I have commented in the past about cycleways in the Sydney CBD and feel compelled to do so again. My comments this time are specifically about the cycleway in College Street, between the Cathedral and William Street.

I do not understand why cyclists run the risk in College Street traffic when there is a new cycleway running a parallel path. Any week day afternoon there are many cyclists weaving through the traffic in College Street and yet the cycleway is largely unused. Last Friday afternoon I witnessed an altercation between a driver and two cyclists at the William Street lights.

Something needs to be done. College Street is dangerous for cyclists and for drivers.

If the cycleway is badly designed and in the wrong place, admit defeat and move it so that it can be used, otherwise get rid of the cycleway. What is the point of retaining a cycleway that is not used?

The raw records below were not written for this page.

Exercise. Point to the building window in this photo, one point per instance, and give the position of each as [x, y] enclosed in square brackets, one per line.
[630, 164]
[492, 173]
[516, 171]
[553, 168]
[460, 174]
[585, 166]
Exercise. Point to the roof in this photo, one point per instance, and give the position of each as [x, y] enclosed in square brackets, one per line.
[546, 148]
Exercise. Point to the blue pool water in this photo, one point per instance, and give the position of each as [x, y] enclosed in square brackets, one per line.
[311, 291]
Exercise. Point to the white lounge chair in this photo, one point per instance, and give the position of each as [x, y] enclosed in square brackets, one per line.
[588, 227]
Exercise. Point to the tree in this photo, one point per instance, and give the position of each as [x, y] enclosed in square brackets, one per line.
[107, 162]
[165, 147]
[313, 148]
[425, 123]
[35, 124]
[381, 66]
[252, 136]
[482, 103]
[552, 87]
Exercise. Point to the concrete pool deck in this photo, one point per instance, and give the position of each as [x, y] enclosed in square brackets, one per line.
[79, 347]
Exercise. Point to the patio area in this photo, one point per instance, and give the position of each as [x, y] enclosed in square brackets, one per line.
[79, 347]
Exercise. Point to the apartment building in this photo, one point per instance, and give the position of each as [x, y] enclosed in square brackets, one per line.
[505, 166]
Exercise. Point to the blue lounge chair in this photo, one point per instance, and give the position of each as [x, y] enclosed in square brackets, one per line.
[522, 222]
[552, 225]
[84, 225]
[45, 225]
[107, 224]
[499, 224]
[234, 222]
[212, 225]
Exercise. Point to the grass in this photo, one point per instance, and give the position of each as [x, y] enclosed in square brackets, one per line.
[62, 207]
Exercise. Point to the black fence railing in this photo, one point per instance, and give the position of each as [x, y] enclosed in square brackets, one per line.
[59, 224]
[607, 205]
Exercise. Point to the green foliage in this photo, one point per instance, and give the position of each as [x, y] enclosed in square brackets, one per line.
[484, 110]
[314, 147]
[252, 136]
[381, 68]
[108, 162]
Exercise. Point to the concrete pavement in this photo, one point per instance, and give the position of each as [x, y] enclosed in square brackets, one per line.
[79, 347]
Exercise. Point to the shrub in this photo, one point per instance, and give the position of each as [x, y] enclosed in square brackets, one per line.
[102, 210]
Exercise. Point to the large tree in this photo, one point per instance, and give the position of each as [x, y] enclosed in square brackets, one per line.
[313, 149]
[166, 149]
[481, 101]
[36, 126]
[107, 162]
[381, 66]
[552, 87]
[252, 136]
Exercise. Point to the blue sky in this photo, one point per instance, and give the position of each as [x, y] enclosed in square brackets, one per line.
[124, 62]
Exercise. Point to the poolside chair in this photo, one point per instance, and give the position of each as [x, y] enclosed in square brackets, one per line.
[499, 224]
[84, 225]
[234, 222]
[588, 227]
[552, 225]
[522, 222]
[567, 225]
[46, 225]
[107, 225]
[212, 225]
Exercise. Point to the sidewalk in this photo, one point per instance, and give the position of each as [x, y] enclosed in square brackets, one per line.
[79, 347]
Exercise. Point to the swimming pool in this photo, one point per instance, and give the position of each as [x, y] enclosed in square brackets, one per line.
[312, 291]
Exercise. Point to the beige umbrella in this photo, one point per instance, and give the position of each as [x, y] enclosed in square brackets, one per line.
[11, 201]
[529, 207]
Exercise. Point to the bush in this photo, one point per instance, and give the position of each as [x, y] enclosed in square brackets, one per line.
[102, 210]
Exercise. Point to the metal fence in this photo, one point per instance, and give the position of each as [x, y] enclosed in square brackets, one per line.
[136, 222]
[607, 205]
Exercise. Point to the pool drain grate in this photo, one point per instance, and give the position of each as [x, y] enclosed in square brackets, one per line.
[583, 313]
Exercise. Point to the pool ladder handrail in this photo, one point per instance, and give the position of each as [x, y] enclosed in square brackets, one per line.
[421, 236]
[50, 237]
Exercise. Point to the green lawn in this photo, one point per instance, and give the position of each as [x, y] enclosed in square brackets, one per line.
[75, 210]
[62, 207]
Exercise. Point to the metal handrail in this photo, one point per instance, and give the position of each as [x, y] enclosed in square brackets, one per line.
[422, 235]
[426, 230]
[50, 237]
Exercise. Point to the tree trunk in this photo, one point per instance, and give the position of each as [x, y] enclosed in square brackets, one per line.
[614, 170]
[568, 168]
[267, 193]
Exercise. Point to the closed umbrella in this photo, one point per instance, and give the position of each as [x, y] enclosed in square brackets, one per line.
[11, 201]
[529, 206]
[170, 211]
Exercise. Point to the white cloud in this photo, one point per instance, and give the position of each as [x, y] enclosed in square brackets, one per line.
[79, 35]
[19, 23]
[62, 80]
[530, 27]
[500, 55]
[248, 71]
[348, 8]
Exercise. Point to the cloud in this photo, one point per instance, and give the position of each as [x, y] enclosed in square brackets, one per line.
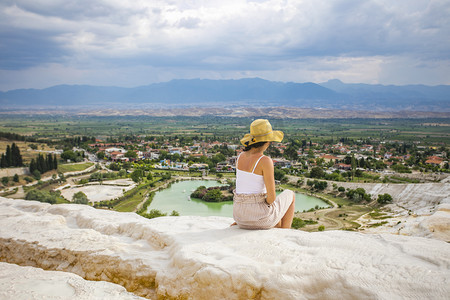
[225, 38]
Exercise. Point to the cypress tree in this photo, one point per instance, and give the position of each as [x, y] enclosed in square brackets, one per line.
[49, 162]
[41, 164]
[13, 155]
[32, 165]
[55, 162]
[16, 157]
[3, 161]
[8, 156]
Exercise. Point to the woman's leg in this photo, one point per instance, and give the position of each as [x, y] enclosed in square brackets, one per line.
[286, 221]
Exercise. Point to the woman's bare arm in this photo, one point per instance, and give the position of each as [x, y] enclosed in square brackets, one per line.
[269, 179]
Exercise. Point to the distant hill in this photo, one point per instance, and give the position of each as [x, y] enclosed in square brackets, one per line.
[332, 95]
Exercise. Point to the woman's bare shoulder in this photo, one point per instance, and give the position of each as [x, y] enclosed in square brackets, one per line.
[266, 160]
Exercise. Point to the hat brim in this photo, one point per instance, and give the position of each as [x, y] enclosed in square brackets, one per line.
[274, 136]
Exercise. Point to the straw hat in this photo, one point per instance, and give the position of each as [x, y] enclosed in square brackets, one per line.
[261, 131]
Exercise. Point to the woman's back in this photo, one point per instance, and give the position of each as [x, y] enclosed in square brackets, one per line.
[247, 181]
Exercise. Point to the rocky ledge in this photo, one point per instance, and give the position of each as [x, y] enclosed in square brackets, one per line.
[203, 258]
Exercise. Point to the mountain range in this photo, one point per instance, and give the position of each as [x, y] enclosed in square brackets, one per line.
[332, 94]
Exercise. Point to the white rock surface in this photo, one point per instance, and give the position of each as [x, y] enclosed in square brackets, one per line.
[421, 209]
[25, 283]
[203, 258]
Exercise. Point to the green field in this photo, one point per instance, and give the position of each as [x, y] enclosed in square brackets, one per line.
[74, 167]
[427, 131]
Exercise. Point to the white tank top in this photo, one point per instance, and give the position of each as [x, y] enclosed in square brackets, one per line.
[249, 183]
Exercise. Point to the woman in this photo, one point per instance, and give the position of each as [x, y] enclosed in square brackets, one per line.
[256, 205]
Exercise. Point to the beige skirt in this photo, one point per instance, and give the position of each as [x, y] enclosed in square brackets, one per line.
[251, 211]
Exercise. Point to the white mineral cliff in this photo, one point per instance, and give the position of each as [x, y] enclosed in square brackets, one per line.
[203, 258]
[418, 209]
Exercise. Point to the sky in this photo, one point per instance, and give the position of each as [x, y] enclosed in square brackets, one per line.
[130, 43]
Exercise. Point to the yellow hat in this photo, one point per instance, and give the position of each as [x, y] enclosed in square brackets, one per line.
[261, 131]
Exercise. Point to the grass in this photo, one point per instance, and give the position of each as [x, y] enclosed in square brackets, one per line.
[378, 224]
[74, 167]
[134, 197]
[25, 150]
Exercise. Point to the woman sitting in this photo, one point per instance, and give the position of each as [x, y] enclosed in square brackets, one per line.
[256, 206]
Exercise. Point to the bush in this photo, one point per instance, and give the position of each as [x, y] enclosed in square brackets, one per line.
[80, 198]
[44, 196]
[317, 172]
[154, 213]
[297, 223]
[384, 198]
[37, 174]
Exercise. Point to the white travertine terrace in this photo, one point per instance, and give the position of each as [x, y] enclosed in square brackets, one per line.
[203, 258]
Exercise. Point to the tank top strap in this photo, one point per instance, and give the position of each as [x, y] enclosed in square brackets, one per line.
[237, 159]
[257, 163]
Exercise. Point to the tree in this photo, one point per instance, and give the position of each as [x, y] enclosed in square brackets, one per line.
[279, 175]
[384, 198]
[33, 166]
[3, 161]
[55, 162]
[16, 158]
[8, 156]
[49, 162]
[353, 162]
[131, 154]
[213, 195]
[317, 172]
[36, 174]
[137, 175]
[291, 152]
[80, 198]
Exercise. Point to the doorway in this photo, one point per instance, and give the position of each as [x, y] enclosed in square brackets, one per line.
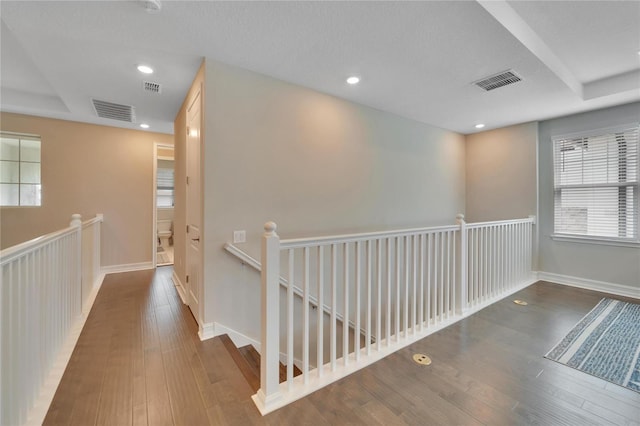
[164, 203]
[194, 208]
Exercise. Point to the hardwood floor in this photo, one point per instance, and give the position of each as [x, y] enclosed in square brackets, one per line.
[139, 361]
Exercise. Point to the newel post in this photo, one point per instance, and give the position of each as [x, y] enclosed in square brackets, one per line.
[76, 222]
[461, 255]
[269, 358]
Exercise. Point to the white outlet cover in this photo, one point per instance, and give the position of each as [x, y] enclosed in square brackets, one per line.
[239, 237]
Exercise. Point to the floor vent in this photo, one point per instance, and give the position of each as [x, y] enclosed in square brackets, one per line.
[152, 87]
[113, 111]
[498, 80]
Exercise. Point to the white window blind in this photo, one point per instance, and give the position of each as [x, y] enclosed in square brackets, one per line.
[20, 181]
[165, 187]
[596, 184]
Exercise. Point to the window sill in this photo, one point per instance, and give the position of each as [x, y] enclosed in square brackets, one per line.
[594, 240]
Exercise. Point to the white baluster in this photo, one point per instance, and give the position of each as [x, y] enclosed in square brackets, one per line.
[357, 333]
[333, 335]
[345, 319]
[290, 342]
[379, 293]
[305, 315]
[320, 311]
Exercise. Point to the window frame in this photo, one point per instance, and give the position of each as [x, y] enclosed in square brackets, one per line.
[26, 137]
[598, 239]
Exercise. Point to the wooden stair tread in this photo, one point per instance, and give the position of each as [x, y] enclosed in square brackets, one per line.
[252, 358]
[252, 378]
[248, 361]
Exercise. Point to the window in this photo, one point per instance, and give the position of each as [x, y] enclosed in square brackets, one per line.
[20, 183]
[596, 185]
[165, 183]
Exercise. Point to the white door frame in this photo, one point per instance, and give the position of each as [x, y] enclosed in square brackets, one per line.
[156, 157]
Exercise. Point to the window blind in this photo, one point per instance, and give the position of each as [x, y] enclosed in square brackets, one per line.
[596, 184]
[165, 184]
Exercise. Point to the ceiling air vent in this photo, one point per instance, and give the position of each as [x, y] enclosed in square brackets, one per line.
[498, 80]
[113, 111]
[152, 87]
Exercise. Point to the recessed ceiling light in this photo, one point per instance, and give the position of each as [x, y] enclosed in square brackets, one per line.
[145, 69]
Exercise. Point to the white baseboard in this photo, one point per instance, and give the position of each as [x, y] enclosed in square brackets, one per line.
[179, 287]
[237, 338]
[127, 267]
[206, 331]
[43, 401]
[86, 306]
[602, 286]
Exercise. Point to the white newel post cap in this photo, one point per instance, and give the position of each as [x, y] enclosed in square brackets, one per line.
[270, 229]
[76, 220]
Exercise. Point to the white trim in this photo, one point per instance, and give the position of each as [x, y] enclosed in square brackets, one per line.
[154, 192]
[237, 338]
[179, 287]
[598, 131]
[602, 286]
[206, 331]
[127, 267]
[86, 307]
[42, 403]
[584, 239]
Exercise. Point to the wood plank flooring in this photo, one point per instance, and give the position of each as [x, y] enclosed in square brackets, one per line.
[139, 361]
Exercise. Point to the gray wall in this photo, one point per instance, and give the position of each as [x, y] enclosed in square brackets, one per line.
[610, 264]
[314, 164]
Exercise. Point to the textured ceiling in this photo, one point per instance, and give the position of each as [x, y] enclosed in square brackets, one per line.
[416, 59]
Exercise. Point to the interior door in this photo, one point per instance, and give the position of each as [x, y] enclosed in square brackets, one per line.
[194, 208]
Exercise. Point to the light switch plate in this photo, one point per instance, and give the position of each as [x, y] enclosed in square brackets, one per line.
[239, 237]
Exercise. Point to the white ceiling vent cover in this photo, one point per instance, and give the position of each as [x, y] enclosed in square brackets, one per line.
[152, 87]
[498, 80]
[113, 111]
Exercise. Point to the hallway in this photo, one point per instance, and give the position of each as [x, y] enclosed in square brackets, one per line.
[139, 361]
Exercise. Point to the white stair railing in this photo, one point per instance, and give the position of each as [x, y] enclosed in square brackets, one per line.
[47, 283]
[397, 286]
[297, 291]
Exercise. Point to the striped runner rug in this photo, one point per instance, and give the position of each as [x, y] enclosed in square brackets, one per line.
[605, 343]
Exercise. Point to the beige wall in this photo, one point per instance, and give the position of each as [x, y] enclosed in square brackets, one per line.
[314, 164]
[89, 169]
[180, 164]
[501, 173]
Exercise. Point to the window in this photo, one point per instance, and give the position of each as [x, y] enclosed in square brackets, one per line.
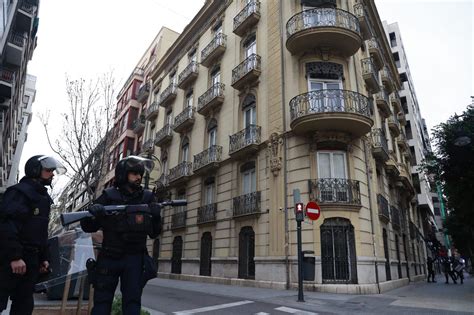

Finally, if the cycleway is to be retained, then cyclists should be forced to use it.

Sydney Cycleways and Greenslips

What is it about cycleways in the Sydney CBD? Cycleways have been installed at the expense of pedestrians and motorists. I think there is an issue with the design and location of the cycleways and I think there is an issue with the fact that cyclists do not bother to use them. It is rare to see a cyclist on the Kent street cycleway. Travelling south along College Street of an afternoon it is positively dangerous as cyclists compete with motor vehicles, running alongside an unused cycleway.

Perhaps cyclists need some encouragement to use cycleways. One way to encourage cyclists onto cycleways may be to legislate that cyclists injured in an accident with a motor vehicle do not have access to benefits under the CTP greenslip scheme if the accident occurred adjacent to a cycleway that the cyclist could or should have been using!